Of course the waitress was extremely apologetic and had it cleaned up from my plate in no time, mopped up with cloth napkins. Had I been the waitress, I think I would have immediately returned the plate. Instead, she just gave me a new order of a pea shot after wiping my plate clean.
The fish and chips were, well, I get more excited about my cooking than what I ate. Granted, I'm learning I'm a fairly descent cook, so maybe it's not hard to surpass restaurant fare anymore. The fish, while hot, was very bland. I was dipping my bites heavily in the tarter sauce, which was the only good thing on my plate. The chips, or fries, were the thick, chunky kind. Not quite steak fries. They were mushy in the middlenot how a fry is supposed to be at all.

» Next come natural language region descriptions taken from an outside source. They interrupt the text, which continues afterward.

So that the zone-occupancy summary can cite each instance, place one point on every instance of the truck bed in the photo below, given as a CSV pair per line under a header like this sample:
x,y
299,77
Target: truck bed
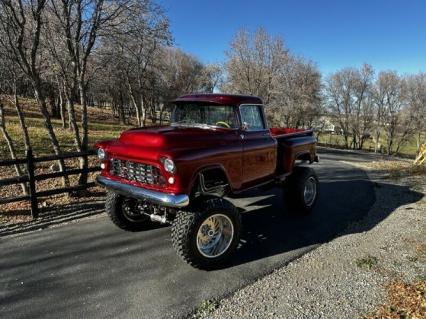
x,y
282,132
293,144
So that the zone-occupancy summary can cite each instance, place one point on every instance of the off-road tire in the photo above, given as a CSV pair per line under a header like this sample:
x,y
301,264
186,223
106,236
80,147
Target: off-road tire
x,y
294,187
114,208
187,223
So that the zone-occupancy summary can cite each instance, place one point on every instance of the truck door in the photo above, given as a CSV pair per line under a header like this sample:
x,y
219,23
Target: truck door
x,y
259,147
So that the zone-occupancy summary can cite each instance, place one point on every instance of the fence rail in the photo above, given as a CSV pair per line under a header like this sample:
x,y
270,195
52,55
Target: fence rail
x,y
30,178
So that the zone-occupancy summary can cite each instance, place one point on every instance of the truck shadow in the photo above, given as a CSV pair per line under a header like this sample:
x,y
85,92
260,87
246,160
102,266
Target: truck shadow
x,y
343,207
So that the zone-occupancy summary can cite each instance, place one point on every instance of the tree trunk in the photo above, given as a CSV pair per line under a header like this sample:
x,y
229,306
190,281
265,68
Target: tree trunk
x,y
21,118
51,133
84,161
135,104
62,108
12,150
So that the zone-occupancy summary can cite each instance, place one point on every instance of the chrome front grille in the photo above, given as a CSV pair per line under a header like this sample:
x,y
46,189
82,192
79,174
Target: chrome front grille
x,y
139,172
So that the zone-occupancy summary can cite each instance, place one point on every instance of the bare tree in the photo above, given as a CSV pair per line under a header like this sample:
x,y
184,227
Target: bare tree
x,y
416,94
259,64
21,23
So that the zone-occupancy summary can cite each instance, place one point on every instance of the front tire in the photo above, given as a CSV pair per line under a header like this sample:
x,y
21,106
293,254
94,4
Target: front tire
x,y
208,235
123,213
301,190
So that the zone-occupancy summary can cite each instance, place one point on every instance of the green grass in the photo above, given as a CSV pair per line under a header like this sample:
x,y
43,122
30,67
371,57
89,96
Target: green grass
x,y
367,262
408,148
206,307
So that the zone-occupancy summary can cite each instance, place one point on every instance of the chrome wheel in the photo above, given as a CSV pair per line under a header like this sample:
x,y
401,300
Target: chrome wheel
x,y
215,235
310,191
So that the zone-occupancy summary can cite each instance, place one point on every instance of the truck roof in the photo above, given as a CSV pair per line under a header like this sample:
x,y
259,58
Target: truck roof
x,y
219,99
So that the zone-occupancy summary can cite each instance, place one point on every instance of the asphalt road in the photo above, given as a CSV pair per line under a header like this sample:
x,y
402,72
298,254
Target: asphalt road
x,y
91,269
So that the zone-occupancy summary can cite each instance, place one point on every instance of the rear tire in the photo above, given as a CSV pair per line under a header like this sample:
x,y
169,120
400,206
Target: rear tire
x,y
207,236
121,211
301,190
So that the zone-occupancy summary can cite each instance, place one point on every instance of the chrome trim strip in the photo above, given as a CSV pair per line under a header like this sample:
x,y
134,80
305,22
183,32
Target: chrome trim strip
x,y
169,200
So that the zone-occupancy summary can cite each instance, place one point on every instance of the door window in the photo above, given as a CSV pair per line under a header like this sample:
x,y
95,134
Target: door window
x,y
251,117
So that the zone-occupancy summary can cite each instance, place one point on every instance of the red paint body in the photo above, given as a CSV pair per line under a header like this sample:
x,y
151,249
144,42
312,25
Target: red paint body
x,y
247,158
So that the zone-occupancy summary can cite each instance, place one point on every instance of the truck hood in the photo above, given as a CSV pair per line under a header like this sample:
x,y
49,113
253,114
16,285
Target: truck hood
x,y
173,137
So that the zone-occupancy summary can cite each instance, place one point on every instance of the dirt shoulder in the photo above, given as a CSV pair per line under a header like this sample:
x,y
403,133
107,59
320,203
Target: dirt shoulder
x,y
356,274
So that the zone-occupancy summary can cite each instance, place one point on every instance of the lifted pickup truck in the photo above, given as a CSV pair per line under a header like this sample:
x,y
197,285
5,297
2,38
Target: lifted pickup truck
x,y
216,145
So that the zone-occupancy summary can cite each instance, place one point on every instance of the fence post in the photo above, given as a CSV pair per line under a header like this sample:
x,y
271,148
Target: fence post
x,y
33,194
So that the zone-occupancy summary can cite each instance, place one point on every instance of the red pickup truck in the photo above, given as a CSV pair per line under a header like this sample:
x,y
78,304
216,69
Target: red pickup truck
x,y
215,145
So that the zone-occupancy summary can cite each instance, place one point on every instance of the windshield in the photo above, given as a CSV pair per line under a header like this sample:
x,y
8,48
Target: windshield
x,y
204,115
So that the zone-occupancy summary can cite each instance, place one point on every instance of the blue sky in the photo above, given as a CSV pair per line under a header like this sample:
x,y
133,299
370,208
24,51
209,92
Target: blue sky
x,y
390,35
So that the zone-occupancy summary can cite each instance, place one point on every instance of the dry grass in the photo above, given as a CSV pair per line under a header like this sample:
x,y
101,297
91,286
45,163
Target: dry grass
x,y
405,301
102,126
396,169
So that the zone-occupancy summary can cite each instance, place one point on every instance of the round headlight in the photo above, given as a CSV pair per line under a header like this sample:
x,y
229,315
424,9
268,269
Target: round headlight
x,y
169,165
101,154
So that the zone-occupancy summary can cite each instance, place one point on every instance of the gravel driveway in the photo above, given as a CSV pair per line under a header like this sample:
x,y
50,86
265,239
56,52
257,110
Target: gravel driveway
x,y
344,278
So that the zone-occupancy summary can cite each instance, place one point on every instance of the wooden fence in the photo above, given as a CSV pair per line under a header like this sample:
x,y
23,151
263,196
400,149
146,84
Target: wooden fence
x,y
30,178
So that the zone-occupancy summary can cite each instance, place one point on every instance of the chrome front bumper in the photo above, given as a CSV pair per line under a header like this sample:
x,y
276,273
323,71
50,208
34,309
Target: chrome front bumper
x,y
164,199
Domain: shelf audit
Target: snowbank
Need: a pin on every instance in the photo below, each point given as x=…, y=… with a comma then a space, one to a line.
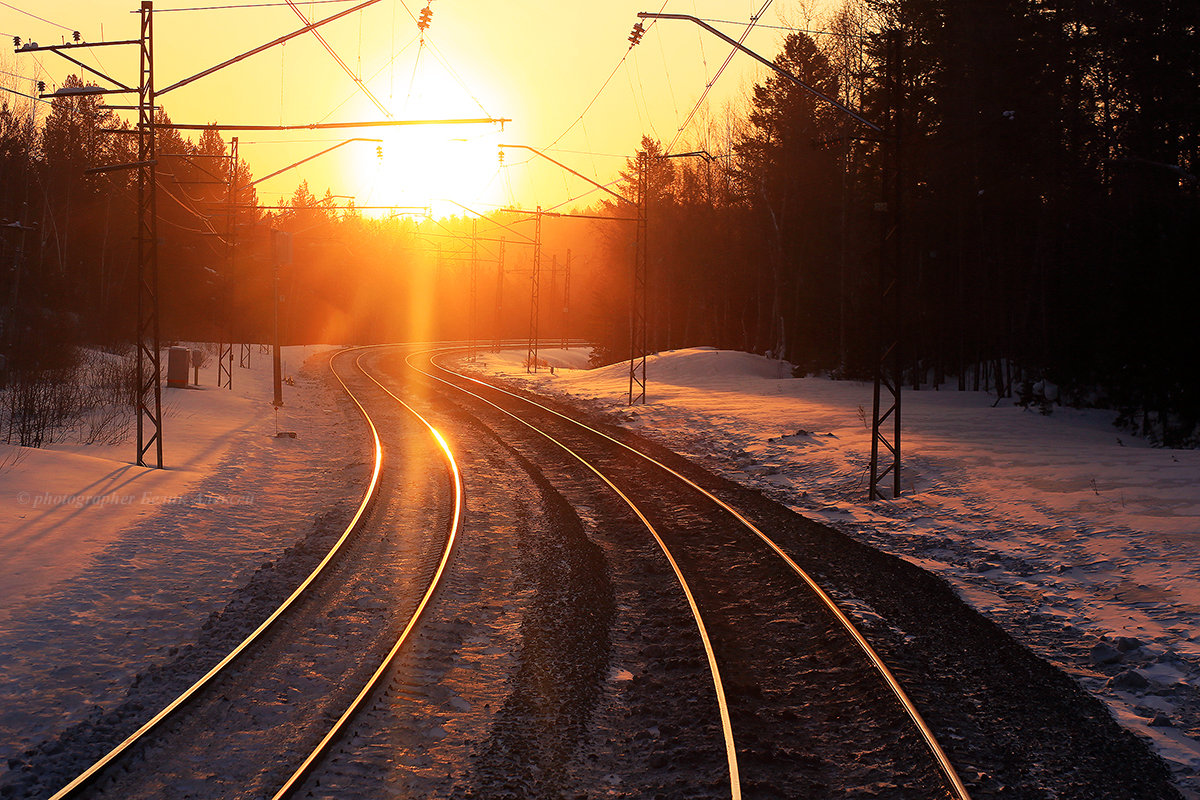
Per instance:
x=111, y=567
x=1083, y=541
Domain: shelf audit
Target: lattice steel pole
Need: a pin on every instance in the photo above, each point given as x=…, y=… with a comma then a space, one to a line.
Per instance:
x=637, y=310
x=889, y=370
x=567, y=299
x=149, y=413
x=534, y=290
x=225, y=352
x=499, y=299
x=472, y=323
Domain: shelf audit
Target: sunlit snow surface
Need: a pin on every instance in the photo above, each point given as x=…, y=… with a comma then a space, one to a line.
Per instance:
x=1060, y=527
x=109, y=567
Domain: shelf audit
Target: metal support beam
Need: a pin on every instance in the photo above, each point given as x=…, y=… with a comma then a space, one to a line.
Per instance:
x=567, y=299
x=534, y=290
x=499, y=299
x=888, y=373
x=225, y=350
x=637, y=310
x=149, y=401
x=473, y=320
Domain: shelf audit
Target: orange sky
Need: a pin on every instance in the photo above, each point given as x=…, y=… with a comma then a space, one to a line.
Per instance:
x=534, y=61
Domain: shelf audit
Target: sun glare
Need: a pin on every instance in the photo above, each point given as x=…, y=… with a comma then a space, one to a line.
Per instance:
x=433, y=166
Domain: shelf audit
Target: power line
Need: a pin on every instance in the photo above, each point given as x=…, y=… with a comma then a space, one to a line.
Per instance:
x=28, y=13
x=245, y=5
x=342, y=64
x=708, y=86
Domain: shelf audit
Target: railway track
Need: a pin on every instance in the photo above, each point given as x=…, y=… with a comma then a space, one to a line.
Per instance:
x=610, y=625
x=241, y=702
x=805, y=707
x=616, y=621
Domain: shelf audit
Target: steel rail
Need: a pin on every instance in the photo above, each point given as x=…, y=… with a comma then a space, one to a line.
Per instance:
x=947, y=768
x=293, y=783
x=93, y=773
x=723, y=705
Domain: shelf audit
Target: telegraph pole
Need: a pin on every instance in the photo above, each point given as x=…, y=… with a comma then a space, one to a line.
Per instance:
x=149, y=411
x=637, y=319
x=225, y=350
x=889, y=370
x=637, y=301
x=472, y=352
x=534, y=292
x=888, y=367
x=567, y=299
x=499, y=299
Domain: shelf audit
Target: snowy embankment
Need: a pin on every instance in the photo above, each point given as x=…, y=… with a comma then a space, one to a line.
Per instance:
x=109, y=567
x=1080, y=540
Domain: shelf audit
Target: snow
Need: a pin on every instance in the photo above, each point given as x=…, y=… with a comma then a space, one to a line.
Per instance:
x=1060, y=527
x=109, y=566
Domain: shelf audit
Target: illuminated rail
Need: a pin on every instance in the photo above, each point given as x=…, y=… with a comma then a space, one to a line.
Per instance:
x=951, y=775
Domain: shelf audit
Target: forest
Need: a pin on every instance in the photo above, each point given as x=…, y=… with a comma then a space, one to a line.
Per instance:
x=1043, y=223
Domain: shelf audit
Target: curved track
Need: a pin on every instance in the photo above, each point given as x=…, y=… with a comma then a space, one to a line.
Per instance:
x=565, y=433
x=289, y=609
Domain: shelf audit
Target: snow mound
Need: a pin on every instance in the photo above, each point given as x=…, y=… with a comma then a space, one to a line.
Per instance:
x=702, y=366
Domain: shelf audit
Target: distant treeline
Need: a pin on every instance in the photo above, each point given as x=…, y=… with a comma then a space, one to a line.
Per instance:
x=1049, y=220
x=1049, y=152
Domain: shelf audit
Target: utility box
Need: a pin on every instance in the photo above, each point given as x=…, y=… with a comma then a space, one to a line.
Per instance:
x=177, y=367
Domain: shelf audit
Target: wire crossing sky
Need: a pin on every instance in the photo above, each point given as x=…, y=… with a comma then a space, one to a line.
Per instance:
x=564, y=73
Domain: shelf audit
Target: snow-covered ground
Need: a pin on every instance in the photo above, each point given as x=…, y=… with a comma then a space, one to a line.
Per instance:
x=108, y=567
x=1080, y=540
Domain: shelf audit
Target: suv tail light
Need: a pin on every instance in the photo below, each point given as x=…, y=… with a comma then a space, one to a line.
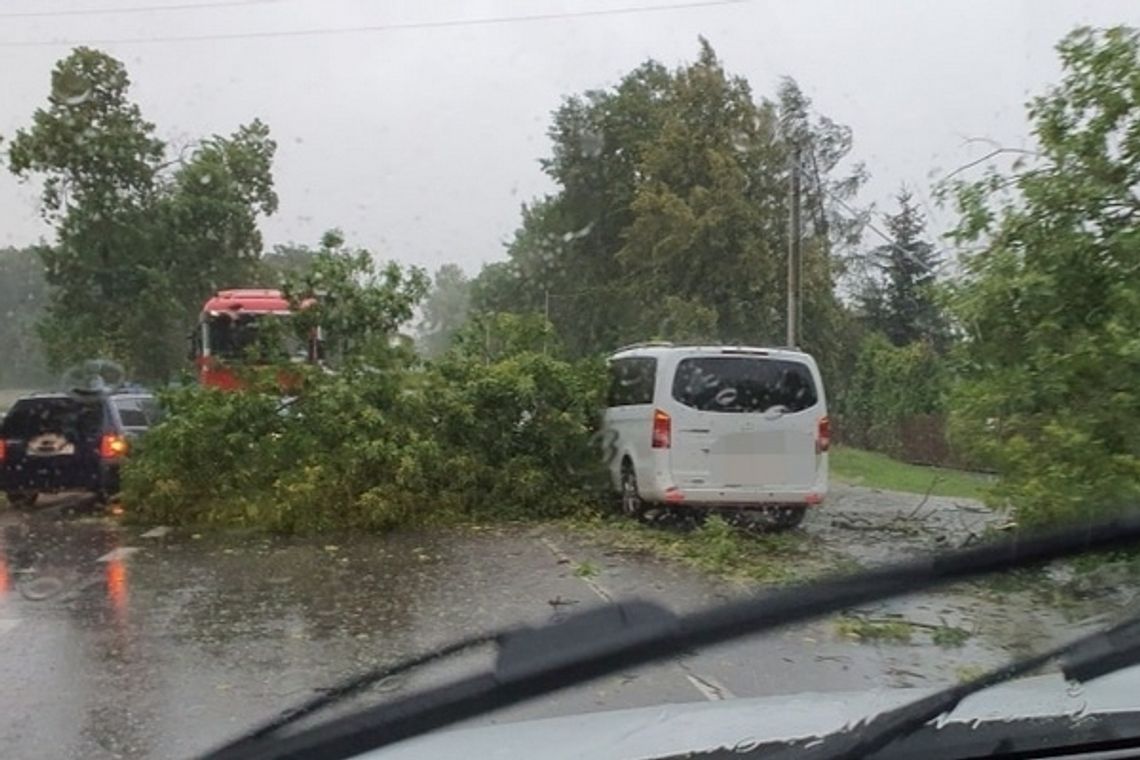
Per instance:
x=662, y=430
x=112, y=446
x=823, y=435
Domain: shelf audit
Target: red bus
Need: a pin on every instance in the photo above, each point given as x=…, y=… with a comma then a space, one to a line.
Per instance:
x=229, y=335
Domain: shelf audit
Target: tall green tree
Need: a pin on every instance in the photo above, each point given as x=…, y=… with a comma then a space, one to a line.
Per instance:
x=670, y=219
x=140, y=237
x=1050, y=301
x=445, y=310
x=898, y=297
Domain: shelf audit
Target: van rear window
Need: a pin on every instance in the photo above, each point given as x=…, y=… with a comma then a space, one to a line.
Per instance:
x=743, y=384
x=632, y=381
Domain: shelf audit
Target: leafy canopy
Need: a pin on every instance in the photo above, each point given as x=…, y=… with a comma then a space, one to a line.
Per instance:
x=1050, y=300
x=141, y=237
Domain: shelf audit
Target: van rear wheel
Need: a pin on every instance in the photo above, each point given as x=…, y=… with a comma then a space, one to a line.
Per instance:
x=632, y=505
x=21, y=499
x=787, y=517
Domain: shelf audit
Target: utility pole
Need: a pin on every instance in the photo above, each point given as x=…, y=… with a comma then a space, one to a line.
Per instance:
x=795, y=254
x=546, y=313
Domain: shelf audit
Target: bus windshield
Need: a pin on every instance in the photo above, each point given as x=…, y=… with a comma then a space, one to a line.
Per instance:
x=253, y=336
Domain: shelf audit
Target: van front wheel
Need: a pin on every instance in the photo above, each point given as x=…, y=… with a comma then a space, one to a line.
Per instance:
x=632, y=505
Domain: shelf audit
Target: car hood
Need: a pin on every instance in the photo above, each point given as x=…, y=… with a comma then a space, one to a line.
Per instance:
x=669, y=729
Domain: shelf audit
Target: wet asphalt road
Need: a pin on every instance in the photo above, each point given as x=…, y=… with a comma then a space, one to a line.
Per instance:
x=116, y=643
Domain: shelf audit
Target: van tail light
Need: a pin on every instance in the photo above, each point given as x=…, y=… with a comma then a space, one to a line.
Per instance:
x=112, y=447
x=662, y=430
x=823, y=435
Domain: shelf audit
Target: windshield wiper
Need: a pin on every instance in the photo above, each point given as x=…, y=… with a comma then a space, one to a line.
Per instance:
x=536, y=661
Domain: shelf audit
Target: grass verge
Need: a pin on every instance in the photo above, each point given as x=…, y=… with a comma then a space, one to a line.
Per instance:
x=873, y=470
x=716, y=548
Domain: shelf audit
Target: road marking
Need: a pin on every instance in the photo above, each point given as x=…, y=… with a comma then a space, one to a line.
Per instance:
x=708, y=687
x=121, y=553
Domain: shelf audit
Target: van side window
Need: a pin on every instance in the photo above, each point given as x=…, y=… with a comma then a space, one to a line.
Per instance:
x=740, y=384
x=632, y=381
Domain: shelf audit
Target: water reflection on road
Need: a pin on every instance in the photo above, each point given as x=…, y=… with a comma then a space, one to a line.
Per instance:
x=121, y=643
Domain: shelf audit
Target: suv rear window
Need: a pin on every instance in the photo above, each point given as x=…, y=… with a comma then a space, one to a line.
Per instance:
x=743, y=384
x=136, y=411
x=632, y=381
x=72, y=419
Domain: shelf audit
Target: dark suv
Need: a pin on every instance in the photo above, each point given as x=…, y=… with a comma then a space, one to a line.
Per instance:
x=68, y=442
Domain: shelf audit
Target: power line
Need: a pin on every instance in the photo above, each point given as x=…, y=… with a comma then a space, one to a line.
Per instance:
x=382, y=27
x=130, y=9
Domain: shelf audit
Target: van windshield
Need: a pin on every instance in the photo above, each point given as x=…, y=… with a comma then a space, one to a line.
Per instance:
x=743, y=384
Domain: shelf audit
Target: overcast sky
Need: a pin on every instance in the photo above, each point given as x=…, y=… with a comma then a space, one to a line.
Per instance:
x=421, y=141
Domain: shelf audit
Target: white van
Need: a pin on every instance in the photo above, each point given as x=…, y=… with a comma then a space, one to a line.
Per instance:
x=717, y=426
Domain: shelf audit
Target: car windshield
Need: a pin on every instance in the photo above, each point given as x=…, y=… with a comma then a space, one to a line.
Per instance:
x=334, y=333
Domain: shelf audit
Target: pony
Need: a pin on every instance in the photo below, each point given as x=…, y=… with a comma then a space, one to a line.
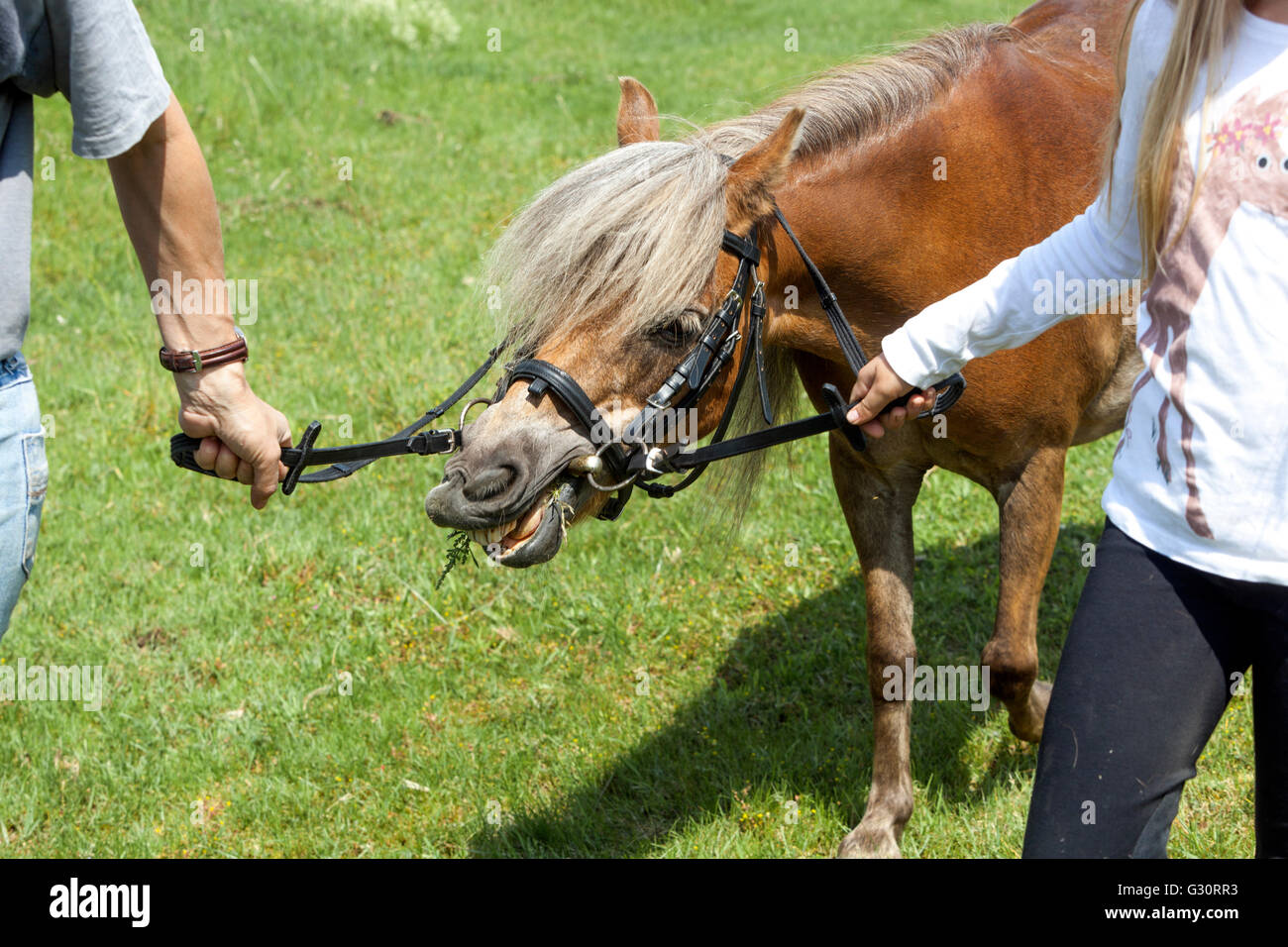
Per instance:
x=906, y=176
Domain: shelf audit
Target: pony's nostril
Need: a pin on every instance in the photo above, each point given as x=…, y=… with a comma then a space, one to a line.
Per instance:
x=488, y=483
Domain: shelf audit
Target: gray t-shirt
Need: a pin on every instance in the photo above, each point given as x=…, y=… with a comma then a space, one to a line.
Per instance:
x=97, y=53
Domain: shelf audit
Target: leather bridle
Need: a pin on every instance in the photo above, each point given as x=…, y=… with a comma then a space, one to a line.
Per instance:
x=640, y=453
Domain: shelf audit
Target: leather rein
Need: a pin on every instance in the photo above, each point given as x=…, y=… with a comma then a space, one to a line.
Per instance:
x=634, y=458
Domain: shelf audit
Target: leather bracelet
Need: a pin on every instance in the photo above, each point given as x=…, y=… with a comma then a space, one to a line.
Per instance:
x=192, y=360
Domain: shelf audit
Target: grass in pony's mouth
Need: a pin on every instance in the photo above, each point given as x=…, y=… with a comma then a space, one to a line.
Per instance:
x=460, y=551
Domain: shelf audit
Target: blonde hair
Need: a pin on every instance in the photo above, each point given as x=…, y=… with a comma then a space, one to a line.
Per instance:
x=1201, y=35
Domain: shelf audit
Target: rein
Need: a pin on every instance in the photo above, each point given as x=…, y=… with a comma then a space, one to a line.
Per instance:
x=634, y=458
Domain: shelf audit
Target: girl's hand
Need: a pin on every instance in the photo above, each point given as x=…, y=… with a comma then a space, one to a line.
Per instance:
x=875, y=388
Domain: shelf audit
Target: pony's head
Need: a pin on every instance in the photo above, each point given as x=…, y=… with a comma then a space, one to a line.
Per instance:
x=609, y=274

And what about that pea shot? It seriously was a pea shot, complete with the shot glass. I've never had pea soup, and when I had it spilled on me, I smelled the very distinct hint of mint. Not a good sign. I decided that, because the shot had been the cause of so much trouble, I should at least sample it. One tiny sip revealed that it was indeed infused with mint. So I passed it on to Rick, one of my coworkers, who said he absolutely loved pea soup. He downed it, shot-style. At least someone enjoyed it.
After all that, I thought, "Okay, well, that wasn't worth my excitement, but maybe they won't have charged me the full price of the meal after the pea soup fiasco." Wrong. $19 later and a new stain to my skirt, I was ready to leave Raglan Road.
The place is very cavernous, so it was easy to hear my lunch party; I've heard it can get pretty loud in the evenings though. The place is outfitted with heavy wood and leather. I also liked the design treatment of both the coasters and the menu.
In hindsight, the waitress/server, I felt, made a grievous mistake in just mopping up my plate in front of me. I also felt that the price of my food, which landing in my lap, should have been deducted, at least by a few dollars.
The food didn't really promise on an Irish gastronomy experience. Rather, I felt I had gone to a quaint pub with overpriced fare with clever Irish names. In the KansasCity.com review of the restaurant, Lauren Chapin summed it up best: Everything needed a bit of salt.